Meet me at the corner of Product and Market – or else!

4 minutes

It’s got to be the single-most asked question in the software business world. Beginning startups – both rolling in VC hay and bootstrapping – ask it. Existing software companies, as they get whacked around by a changing market (Mobile, where’d that come from?) and changing user expectations (You mean, I don’t just run in my browser?) ask it. The polite form of the question is, “How do I/we define what product to create?“. What they’re really saying is, how the hell do we invent (or re-invent) a software product that will sell like mad before we go broke like in out of business?

The traditional way to cope with this is,

  1. Founder has brilliant idea,
  2. Team works like slaves to bring it to market before anyone else,
  3. Startup gets funded by VCs whom Founder sells idea to and lo and behold!,
  4. the Software arrives at Market, to adoration and sales.

Except for the other 9 out of 10 startups whose software arrives to a vast collective yawn and are dead meat in 3 months.

A lot of smart people who’ve been through the above have wondered if there’s a better way to break into a market than running blind at it headfirst. And smart people like multiple startup founder/academician Steve Blank, Marc Andreessen (yes, that Marc Andreessen) and a serial startup founder by the name of Eric Ries have come up with what might be an answer – and might work for you. Apply the principles of lean manufacturing to building startups, lean startups.

The right intersection of Product with Market

The core idea, in my opinion, of lean startups is getting to the right intersection of Product with Market. That’s the detonator cap to making it possible for the company to explode into profitability. Unless you obsessively focus on getting that product/market fit first, having great programmers, tons of VC money, storied executives etc. etc. is about as useful as pounding on a brick of Semtex with a mallet: nothing happens. (Note: do not try that at home. Or anywhere else.)

Getting to product/market fit is about getting the data every step of the way of what the market will think of your productized idea. Call it product development based on market research, validation, feedback – on steriods. Your progress until you find product market fit is measured by units of validated learning about your customers, not milestones, integration tests or cases of Jolt consumed.

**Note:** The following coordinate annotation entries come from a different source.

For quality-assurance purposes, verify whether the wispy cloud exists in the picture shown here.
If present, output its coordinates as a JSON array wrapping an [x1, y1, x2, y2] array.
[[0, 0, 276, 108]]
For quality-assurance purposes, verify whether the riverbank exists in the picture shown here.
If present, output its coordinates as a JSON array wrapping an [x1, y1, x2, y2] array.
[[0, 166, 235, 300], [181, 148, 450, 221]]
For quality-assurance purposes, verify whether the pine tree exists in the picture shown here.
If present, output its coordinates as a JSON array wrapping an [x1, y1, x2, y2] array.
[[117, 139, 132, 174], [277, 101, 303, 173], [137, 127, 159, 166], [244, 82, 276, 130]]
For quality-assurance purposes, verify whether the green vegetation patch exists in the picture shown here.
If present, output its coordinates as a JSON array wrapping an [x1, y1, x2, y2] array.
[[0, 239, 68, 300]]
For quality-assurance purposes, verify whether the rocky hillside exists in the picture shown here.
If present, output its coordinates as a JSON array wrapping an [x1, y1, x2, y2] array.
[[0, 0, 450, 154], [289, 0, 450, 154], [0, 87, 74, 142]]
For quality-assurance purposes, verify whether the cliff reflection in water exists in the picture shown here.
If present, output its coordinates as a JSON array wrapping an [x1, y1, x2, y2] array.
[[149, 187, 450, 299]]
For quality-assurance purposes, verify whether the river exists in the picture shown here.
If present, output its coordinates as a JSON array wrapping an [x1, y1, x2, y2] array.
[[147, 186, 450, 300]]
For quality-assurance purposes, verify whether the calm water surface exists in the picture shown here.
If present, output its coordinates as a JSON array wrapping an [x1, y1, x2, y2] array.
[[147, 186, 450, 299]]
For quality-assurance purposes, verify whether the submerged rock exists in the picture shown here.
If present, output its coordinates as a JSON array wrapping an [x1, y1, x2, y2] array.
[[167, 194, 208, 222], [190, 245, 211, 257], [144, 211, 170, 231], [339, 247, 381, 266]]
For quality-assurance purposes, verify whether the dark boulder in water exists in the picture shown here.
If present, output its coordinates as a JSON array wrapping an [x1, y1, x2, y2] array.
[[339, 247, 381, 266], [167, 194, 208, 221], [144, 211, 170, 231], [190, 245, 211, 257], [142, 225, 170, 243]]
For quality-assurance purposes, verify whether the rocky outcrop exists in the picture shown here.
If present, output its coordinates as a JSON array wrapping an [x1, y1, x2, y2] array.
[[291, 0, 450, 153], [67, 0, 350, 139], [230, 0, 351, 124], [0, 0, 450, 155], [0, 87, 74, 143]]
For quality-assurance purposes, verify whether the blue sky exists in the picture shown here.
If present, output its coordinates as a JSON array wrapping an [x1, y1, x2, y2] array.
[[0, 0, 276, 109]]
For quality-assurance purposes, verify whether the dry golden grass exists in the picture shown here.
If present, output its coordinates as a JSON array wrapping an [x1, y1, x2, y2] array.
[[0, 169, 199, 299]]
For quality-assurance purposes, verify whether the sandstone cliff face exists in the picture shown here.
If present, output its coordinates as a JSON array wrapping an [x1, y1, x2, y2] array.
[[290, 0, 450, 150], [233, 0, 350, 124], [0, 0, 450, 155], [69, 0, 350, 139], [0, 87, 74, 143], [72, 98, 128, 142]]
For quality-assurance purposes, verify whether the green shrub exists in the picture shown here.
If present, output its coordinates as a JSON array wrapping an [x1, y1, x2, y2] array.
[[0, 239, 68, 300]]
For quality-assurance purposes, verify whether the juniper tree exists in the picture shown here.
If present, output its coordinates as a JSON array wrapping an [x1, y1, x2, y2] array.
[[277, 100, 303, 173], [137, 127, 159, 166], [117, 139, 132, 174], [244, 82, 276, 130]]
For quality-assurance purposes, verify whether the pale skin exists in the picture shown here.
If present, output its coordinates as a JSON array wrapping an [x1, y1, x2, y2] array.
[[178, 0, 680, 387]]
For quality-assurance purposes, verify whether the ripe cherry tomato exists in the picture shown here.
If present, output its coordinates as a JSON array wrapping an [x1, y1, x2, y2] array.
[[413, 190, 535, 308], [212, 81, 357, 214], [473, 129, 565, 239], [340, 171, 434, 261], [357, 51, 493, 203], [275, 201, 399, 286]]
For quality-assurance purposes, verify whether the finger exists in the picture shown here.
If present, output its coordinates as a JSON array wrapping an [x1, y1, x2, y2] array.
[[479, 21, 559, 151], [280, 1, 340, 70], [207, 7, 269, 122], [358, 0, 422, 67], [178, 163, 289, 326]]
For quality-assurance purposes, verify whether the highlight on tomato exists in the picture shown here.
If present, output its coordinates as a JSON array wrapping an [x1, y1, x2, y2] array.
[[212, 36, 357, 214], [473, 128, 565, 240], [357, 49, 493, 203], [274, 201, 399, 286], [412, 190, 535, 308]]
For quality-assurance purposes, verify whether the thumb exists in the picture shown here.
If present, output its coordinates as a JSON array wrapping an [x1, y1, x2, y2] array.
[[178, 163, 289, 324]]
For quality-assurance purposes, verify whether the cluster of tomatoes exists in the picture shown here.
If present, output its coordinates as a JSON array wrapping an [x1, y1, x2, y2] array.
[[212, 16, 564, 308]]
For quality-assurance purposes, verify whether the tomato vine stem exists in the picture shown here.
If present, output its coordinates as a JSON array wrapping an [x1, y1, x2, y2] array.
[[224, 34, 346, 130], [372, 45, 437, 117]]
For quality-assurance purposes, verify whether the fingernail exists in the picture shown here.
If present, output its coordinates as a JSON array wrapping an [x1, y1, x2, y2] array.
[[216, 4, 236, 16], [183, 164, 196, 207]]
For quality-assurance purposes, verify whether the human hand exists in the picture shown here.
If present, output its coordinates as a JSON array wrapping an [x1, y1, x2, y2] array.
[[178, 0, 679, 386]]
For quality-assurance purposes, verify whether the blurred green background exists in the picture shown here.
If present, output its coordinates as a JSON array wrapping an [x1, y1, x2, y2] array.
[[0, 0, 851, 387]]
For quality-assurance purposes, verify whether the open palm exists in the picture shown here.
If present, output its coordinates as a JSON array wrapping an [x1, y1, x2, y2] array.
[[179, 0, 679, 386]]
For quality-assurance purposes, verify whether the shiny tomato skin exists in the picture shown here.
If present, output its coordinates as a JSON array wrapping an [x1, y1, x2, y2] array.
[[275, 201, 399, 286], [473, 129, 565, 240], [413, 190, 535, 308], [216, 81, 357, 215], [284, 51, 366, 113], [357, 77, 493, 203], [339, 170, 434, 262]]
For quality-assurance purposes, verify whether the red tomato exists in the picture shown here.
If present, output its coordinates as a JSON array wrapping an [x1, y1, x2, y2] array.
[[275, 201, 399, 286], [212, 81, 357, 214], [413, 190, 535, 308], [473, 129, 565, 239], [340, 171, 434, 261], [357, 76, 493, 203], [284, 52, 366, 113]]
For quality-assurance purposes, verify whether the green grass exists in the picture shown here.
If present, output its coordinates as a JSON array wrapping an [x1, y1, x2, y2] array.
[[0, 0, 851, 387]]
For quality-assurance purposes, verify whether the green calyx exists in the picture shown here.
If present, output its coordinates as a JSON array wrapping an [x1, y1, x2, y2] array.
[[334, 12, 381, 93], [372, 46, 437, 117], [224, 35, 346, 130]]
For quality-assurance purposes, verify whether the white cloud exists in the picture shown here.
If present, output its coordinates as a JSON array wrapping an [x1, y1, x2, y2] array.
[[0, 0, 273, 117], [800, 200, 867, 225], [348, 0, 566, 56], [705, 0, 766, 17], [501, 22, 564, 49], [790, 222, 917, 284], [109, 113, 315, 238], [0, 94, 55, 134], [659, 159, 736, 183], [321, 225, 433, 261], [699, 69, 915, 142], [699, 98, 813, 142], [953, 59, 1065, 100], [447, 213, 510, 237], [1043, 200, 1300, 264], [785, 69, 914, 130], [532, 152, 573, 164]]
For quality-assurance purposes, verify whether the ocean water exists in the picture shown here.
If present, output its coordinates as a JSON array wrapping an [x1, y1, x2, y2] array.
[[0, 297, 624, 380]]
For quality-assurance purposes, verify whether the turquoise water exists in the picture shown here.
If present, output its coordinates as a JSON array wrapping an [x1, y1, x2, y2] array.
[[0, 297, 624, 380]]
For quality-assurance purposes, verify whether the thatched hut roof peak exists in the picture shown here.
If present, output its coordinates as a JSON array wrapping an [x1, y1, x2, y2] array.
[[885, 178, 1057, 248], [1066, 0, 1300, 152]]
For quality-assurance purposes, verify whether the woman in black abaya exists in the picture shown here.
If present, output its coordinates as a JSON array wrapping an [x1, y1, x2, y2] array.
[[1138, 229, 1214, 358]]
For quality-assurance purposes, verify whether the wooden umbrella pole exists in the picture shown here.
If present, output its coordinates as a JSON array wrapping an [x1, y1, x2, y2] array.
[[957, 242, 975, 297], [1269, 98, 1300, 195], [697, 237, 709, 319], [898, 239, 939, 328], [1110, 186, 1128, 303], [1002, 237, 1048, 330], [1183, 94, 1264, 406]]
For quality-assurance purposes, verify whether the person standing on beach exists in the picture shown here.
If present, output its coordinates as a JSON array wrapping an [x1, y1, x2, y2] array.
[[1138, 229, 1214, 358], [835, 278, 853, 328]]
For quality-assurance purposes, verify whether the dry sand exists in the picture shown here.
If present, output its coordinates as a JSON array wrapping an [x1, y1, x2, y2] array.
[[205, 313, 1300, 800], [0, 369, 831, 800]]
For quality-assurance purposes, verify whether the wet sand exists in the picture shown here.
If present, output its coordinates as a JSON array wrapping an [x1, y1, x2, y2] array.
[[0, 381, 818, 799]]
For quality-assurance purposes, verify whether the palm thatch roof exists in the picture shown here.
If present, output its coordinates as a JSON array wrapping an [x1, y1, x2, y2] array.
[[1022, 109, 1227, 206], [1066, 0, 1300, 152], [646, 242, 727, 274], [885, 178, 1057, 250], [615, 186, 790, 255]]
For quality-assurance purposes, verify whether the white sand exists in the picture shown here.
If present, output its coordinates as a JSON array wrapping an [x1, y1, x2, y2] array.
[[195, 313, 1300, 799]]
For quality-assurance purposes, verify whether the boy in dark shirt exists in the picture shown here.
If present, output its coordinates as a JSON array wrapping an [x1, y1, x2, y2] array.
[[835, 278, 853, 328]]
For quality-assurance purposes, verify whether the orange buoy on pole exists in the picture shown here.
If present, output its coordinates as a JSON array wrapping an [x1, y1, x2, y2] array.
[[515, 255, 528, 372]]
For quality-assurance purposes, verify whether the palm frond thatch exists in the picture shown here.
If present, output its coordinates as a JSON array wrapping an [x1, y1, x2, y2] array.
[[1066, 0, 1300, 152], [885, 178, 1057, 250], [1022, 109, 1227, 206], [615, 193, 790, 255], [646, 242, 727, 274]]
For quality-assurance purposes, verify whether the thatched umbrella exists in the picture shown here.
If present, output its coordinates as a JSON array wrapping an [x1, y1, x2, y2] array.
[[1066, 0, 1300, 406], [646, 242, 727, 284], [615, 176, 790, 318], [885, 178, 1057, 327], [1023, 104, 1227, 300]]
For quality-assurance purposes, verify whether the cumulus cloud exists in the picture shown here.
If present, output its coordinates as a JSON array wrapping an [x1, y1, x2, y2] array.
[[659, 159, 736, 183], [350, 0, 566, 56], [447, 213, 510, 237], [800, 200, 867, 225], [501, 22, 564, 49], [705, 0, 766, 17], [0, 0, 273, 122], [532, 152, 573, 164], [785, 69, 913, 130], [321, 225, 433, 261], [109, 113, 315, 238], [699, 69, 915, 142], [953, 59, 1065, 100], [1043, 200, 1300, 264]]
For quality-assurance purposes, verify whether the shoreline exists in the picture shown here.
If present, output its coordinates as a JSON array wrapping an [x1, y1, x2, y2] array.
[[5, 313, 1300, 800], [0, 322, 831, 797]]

Here’s a quote from Eric Ries’ post for GigaOm that neatly sums it up:

As a consequence, this new startup is relentlessly metrics-driven. It tries out new ideas with a fraction of customers in order to prioritize using facts, not opinions. Its unit of progress is that of validated learning about its customers. Because this radical notion of progress is located firmly in the heads of its employees, and not in any artifacts they produce, the lean startup is employee-centric and knowledge-obsessed. It is a truly fun place to work.

This radical notion of creating software people actually, measureably want has a lot more to do with Internet’s ability to connect everyone, measure everything and do it for free than the industrial model of software development (typified by giant software projects that with predictable regularity crash and burn. )

I interviewed Eric Ries for my podcast recently – the show should be up before 2010. The thing I got most out of our talk – other than becoming a believer in Lean Startups – is that Lean Startups scale down as well as up. This is the good news microISVs and small startups have been casting about for: there is a way to find your way to the interestion of product and market.